Debbie Corrigan will turn 55 this year. A baby boomer with children and grandchildren, she loves researching her family history.
Last year, Corrigan, of Winchester, Va., wanted to create something permanent out of her research - a tangible representation of her family tree that could hang on a living room wall. But nothing she found was quite right.
"When I did some searching on the Web to see what was being done for family trees, you'd see all these family trees that looked like real trees," she says. "I wanted to make something people could give their kids that their kids would actually want to hang on a wall."
The undated photoabove, provided by Ancestry.com, shows a hero collage poster. Baby boomers are using tools like Ancestry.com to gather pieces of their family history and create original works of art from the data they find. Below is a custom cover of an 'In Memory of' album. Albums like this can be used to capture a family member's personal history in photos and words. . (AP photos)
So Corrigan used her computer to design her own modern family tree. Relatives liked it so much they asked her to design ones for them, and soon she began offering her services on the craft website Etsy.com as a researcher and designer of graphic family trees.
Many of her customers are fellow baby boomers seeking to illustrate their personal histories in creative ways. Some make printed books and wall art to celebrate their past.
The website Blurb.com has become a popular destination for creating personal books that preserve thoughts and memories.
"There's something really powerful about the printed book" to baby boomers, in particular, says Brenna Lewis, head of marketing and products at Blurb. Young enough to use web-based tools enthusiastically, they're also old enough to appreciate the value of a tangible, hard copy.
Many boomers, Lewis says, are creating impressive, coffee-table books of their own photos, accompanied by long paragraphs of text, or personal cookbooks detailing favorite family recipes and memories.
Some write about the life lessons they want to teach the next generation. Others chronicle their recollections of the moments captured in old family photos. Children of aging boomers are also using Blurb and similar websites to create history books for their families, interviewing their parents and grandparents to preserve their wisdom.
Finding raw material is easier than ever: Along with writing out their personal thoughts, many boomers are using tools like Ancestry.com to gather copies of census forms, military records, and other data that can be used in books or works of art.
"Technology has absolutely been a game-changer for family history. It has made global records available from the comfort of your home," says Ancestry.com's family historian Michelle Ercanbrack.

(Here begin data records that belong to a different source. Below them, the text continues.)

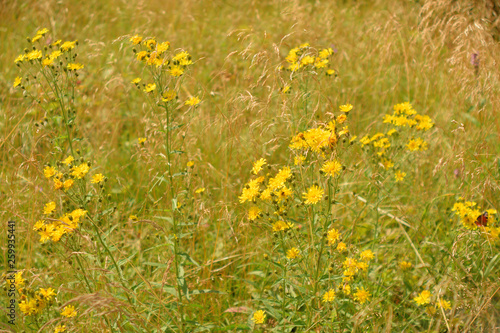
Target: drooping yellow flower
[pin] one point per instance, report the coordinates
(361, 295)
(80, 171)
(176, 71)
(49, 208)
(259, 316)
(423, 298)
(341, 246)
(18, 279)
(136, 39)
(299, 160)
(150, 87)
(253, 213)
(313, 195)
(193, 101)
(47, 293)
(329, 296)
(49, 171)
(97, 178)
(150, 44)
(332, 168)
(20, 58)
(28, 307)
(332, 236)
(69, 311)
(68, 160)
(68, 183)
(60, 328)
(293, 253)
(140, 56)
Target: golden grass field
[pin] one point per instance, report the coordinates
(250, 166)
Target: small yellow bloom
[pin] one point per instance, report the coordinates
(367, 255)
(361, 295)
(176, 71)
(135, 39)
(423, 298)
(150, 87)
(341, 246)
(332, 236)
(253, 213)
(192, 101)
(299, 160)
(47, 293)
(259, 316)
(68, 183)
(329, 296)
(49, 171)
(60, 328)
(332, 168)
(80, 171)
(313, 195)
(293, 253)
(257, 165)
(49, 208)
(97, 178)
(68, 160)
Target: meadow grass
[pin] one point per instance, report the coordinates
(167, 243)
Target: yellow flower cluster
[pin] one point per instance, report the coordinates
(472, 218)
(352, 266)
(383, 145)
(54, 229)
(65, 179)
(425, 296)
(303, 58)
(405, 115)
(153, 53)
(48, 56)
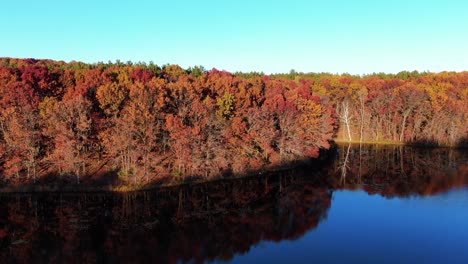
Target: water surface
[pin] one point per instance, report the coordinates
(367, 204)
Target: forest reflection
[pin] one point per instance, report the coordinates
(216, 220)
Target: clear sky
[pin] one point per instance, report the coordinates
(271, 36)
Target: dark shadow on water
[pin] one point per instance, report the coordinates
(217, 220)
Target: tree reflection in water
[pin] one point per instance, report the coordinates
(217, 220)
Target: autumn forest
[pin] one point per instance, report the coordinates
(138, 123)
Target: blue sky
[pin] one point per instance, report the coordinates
(271, 36)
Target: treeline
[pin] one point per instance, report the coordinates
(143, 122)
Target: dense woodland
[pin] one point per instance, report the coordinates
(143, 122)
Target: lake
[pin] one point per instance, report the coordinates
(366, 204)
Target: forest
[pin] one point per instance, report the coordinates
(140, 122)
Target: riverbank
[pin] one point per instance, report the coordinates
(165, 182)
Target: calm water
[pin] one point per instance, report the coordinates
(368, 204)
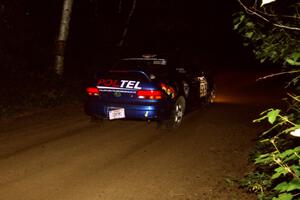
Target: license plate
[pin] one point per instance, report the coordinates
(117, 113)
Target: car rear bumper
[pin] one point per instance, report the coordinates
(159, 110)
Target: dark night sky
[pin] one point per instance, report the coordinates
(202, 30)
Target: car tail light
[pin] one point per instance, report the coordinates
(149, 94)
(93, 91)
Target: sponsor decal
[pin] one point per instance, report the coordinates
(169, 90)
(122, 85)
(203, 86)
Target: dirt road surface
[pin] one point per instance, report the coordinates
(58, 154)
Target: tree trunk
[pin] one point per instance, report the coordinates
(62, 37)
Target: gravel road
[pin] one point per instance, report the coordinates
(58, 154)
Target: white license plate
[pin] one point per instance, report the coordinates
(117, 113)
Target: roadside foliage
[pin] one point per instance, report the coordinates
(272, 30)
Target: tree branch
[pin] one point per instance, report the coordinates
(252, 12)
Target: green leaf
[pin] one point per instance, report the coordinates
(284, 196)
(279, 171)
(287, 187)
(272, 115)
(282, 187)
(249, 34)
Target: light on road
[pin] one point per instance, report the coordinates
(296, 133)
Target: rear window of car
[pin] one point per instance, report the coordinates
(157, 67)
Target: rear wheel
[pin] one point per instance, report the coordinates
(210, 97)
(176, 115)
(96, 118)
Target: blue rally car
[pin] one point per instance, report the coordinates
(148, 88)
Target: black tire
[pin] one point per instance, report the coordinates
(176, 115)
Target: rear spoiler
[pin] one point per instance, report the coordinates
(132, 71)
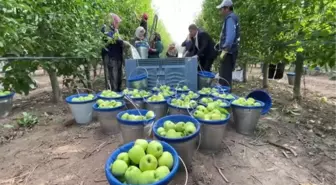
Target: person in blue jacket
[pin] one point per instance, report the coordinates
(229, 41)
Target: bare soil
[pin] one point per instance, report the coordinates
(51, 153)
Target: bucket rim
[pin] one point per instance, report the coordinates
(207, 74)
(96, 108)
(143, 112)
(125, 148)
(176, 140)
(69, 98)
(8, 95)
(107, 98)
(249, 107)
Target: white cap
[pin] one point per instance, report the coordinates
(227, 3)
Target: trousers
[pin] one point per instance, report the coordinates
(227, 66)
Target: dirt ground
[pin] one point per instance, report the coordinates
(52, 153)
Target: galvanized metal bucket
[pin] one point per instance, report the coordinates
(6, 104)
(246, 118)
(185, 146)
(82, 111)
(160, 108)
(107, 118)
(291, 78)
(204, 79)
(133, 130)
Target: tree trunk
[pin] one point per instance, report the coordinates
(54, 85)
(298, 74)
(245, 68)
(265, 75)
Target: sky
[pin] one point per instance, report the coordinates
(177, 15)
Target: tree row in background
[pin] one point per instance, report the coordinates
(273, 31)
(62, 28)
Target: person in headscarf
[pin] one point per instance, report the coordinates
(156, 47)
(112, 53)
(172, 51)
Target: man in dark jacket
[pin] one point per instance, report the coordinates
(205, 47)
(229, 40)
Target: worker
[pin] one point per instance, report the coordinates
(143, 22)
(112, 54)
(229, 40)
(156, 47)
(205, 47)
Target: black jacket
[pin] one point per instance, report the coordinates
(206, 46)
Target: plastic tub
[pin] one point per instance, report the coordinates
(125, 148)
(82, 111)
(264, 97)
(212, 133)
(133, 130)
(185, 146)
(291, 78)
(6, 104)
(205, 78)
(107, 118)
(246, 118)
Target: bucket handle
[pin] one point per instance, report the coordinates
(137, 69)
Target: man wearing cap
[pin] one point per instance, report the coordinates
(229, 41)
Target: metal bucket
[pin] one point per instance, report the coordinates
(6, 104)
(107, 118)
(133, 130)
(291, 78)
(185, 146)
(81, 111)
(246, 118)
(159, 108)
(204, 79)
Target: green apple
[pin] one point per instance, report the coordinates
(150, 114)
(161, 172)
(136, 153)
(119, 167)
(132, 175)
(141, 142)
(166, 159)
(155, 148)
(123, 156)
(147, 177)
(179, 127)
(148, 162)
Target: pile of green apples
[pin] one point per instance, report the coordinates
(223, 95)
(83, 98)
(132, 117)
(135, 93)
(250, 102)
(183, 103)
(211, 112)
(4, 93)
(108, 104)
(176, 130)
(145, 163)
(110, 94)
(156, 98)
(190, 95)
(218, 102)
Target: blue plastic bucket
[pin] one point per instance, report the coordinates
(185, 146)
(107, 117)
(6, 104)
(264, 97)
(205, 78)
(246, 117)
(114, 98)
(133, 130)
(125, 148)
(82, 111)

With all this data and a lifetime of experiences to share, the creative options are unlimited. Here are three relatively easy and inexpensive projects that make great vehicles for preserving history and knowledge, and also could be memorable gifts for relatives and friends:
Project 1: Photo Book With Lengthy Captions
Many websites, including Shutterfly.com and Blurb.com, offer easy-to-use templates for creating photo books. Choose one that offers customizable pages with plenty of room for text. Choose a focus for the book, perhaps zeroing in on images from a particular period of your life or one specific place you lived. Then write long captions related to these photos, sharing personal observations and details with future generations.
Another option: Schedule a photo session with your extended family, and then write your recollections about what was happening in your life and in the world when each family member was born, or what you'd like each person to know about your life as they grow up. Pair the best photos from the shoot with your observations to create a keepsake book for the family.
Project2: Graphic Family Tree with Annotations
Genealogy websites can provide family tree data. Once your research is done, use your imagination to decide how to lay out the information. Surf websites like Etsy.com to find an artist to help you design your tree, or just browse for inspiration. Consider collaborating with artistic family members, and perhaps even getting grandkids involved in the research or design work.
Go back as far as you can, adding brief details or photos of each ancestor. And pair the graphic family tree with a booklet of notations about things that were happening in local or world history at the time each person was born, and how these events might have affected their lives.
Project 3: Family Cookbook
Gather recipes from relatives or provide your own, perhaps focusing on dishes you loved as a child or ones you remember family members cooking on long-ago special occasions. Add paragraphs that detail your recollections. What was happening in your life when you first tried or most enjoyed each dish?
Add photos of each finished recipe and also photos of family members from the era the dishes were served at your house. Printing can be done inexpensively and instantly at FedEx/Kinko's, or more impressively through a personal publishing website like Blurb.